Here, as everywhere, we notice the absolute conformity between the teaching and the example of our Lord. As He preached that men must have one Master Who should bear sovereign rule over their hearts, and as He preached the coming of a Kingdom in which God should be that sovereign Lord, so in His own life He exhibited that absolute and single-hearted obedience to the will of God. Obedience to the will of God the Father was the one guiding principle of His life, from which He never swerved by a hair's breadth to the end.
Here, then, is the lesson of His example to us. "It is finished "--the one work to "which His whole life was devoted--the unfaltering allegiance to the will of God Who sent Him. Is there in our lives that unity of a single guiding principle, and is that guiding principle allegiance to God as our King? Is not the secret of our unhappiness to be found just in the fact that there is no such unity of allegiance in our lives, in the fact that we are always attempting the impossible task of serving two masters at one and the same time--God and Mammon--whose laws are diametrically and fatally contradictory? Hence we find in ourselves a heap of good desires and aspirations not carried into effect, because the law of a carnal nature sold under sin has asserted itself in the teeth of the law which is holy and just and good. Hence we find no rest or satisfaction in our sins, because the law of God which we recognize after the inner man springs up in our path "to haunt, to startle, and waylay" as we try to fill ourselves with the husks that the swine do eat. As I said in the opening address, we are for ever unable in our own strength to follow Christ's example, because of the weakness of a sinful nature, but at any rate now on Good Friday, when the Cross is set up before our eyes, there must come a parting of the ways, we must compare the claims of the two masters and make up our minds whom we really and honestly want to serve. If we honestly want to take God as our King, then the mere fact that the weakness of our mortal nature makes it impossible for us to obey Him of ourselves will bring us to claim the privileges which citizenship in His Kingdom brings to us, to dwell in His land with the certain conviction that verily we shall be fed.
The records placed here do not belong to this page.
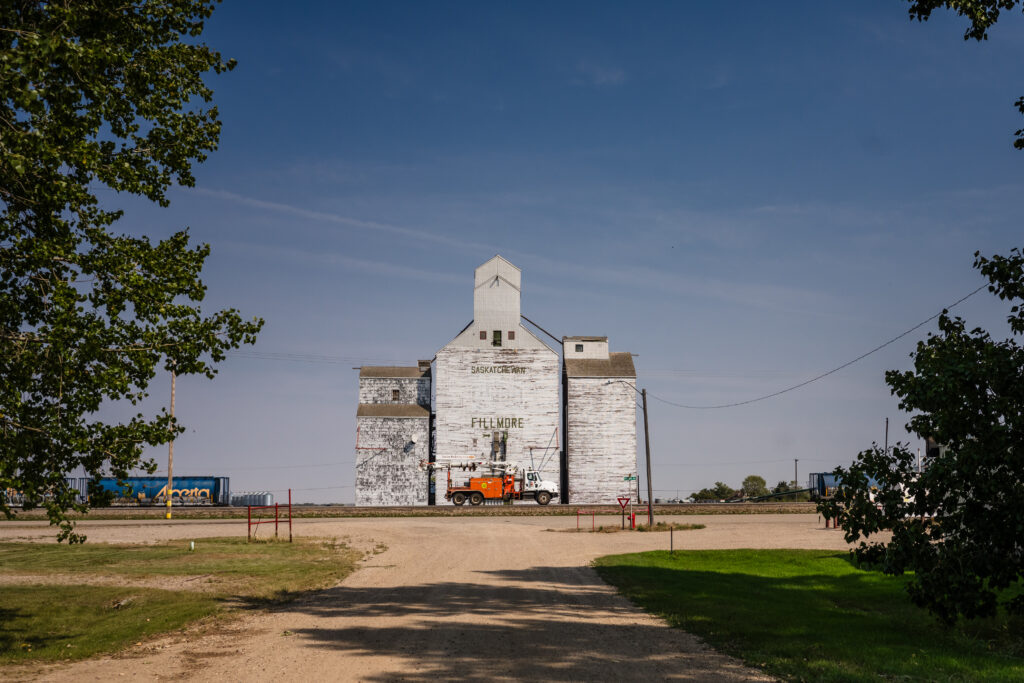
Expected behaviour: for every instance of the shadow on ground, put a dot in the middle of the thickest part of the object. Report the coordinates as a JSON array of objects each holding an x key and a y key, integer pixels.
[{"x": 543, "y": 623}]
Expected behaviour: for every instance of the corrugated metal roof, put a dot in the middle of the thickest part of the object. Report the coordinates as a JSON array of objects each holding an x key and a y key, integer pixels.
[
  {"x": 392, "y": 371},
  {"x": 617, "y": 365},
  {"x": 391, "y": 411}
]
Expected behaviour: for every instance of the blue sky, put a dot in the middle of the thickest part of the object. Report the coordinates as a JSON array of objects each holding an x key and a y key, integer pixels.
[{"x": 745, "y": 195}]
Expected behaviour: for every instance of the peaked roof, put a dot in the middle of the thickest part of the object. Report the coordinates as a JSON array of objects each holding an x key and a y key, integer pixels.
[
  {"x": 498, "y": 266},
  {"x": 392, "y": 371}
]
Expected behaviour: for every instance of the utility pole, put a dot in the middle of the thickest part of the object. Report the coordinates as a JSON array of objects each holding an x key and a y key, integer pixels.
[
  {"x": 170, "y": 451},
  {"x": 646, "y": 439}
]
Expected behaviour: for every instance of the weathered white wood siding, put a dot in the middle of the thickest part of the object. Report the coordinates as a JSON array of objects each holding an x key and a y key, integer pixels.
[
  {"x": 391, "y": 475},
  {"x": 479, "y": 391},
  {"x": 412, "y": 390},
  {"x": 601, "y": 429}
]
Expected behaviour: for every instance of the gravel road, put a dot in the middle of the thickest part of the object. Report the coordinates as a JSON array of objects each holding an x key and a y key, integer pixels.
[{"x": 485, "y": 598}]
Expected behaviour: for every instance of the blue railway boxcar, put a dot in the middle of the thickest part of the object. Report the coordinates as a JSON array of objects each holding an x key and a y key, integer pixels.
[{"x": 143, "y": 491}]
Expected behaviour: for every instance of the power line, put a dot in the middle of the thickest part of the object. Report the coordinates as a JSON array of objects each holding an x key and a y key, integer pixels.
[
  {"x": 825, "y": 374},
  {"x": 312, "y": 357}
]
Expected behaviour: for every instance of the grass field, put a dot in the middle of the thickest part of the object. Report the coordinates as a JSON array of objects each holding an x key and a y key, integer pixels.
[
  {"x": 812, "y": 615},
  {"x": 444, "y": 510},
  {"x": 52, "y": 610}
]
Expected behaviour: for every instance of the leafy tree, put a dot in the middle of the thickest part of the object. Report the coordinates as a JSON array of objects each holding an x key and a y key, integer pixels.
[
  {"x": 97, "y": 94},
  {"x": 720, "y": 492},
  {"x": 755, "y": 485},
  {"x": 983, "y": 14},
  {"x": 957, "y": 524}
]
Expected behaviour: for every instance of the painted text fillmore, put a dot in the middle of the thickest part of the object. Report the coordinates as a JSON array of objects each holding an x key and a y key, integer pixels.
[{"x": 497, "y": 423}]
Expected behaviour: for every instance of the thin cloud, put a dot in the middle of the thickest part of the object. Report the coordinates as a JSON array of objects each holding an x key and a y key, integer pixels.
[
  {"x": 600, "y": 76},
  {"x": 335, "y": 259},
  {"x": 339, "y": 219}
]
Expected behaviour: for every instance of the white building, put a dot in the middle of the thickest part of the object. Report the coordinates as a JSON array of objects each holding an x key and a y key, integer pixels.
[
  {"x": 496, "y": 399},
  {"x": 392, "y": 435},
  {"x": 599, "y": 408},
  {"x": 496, "y": 395}
]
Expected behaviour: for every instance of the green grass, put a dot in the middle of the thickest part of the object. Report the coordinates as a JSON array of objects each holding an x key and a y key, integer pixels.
[
  {"x": 39, "y": 620},
  {"x": 812, "y": 615},
  {"x": 54, "y": 623}
]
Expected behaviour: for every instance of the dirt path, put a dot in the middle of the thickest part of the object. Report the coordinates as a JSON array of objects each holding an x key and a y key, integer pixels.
[{"x": 475, "y": 599}]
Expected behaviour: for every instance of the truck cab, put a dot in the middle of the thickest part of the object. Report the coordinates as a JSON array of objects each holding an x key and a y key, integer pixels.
[{"x": 541, "y": 491}]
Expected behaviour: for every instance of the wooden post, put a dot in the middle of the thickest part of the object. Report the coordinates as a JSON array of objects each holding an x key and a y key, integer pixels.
[
  {"x": 646, "y": 440},
  {"x": 170, "y": 453}
]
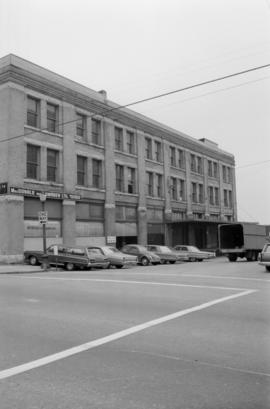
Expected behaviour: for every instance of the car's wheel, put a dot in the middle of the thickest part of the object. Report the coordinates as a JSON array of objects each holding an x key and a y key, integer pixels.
[
  {"x": 33, "y": 260},
  {"x": 232, "y": 257},
  {"x": 69, "y": 266},
  {"x": 144, "y": 261}
]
Now, Christ as our Redeemer founded the Kingdom of God upon earth, and offers us its privileges, by the shedding of His Blood. Why was that necessary? Simply because God's Kingdom is to rule our hearts and wills; simply because "there shall in no wise enter into it anything that defileth, neither whatsoever worketh abomination or maketh a lie;" because, in that Kingdom, God is to be the absolute Master, and its true citizens are to be cleansed from iniquity and devoted wholeheartedly to the doing of God's will. So the Kingdom is to be a Kingdom of the redeemed, of those who have washed their robes and made them white in the blood of the Lamb, the Lamb of God Who taketh away the sin of the world by the one perfect oblation of Himself.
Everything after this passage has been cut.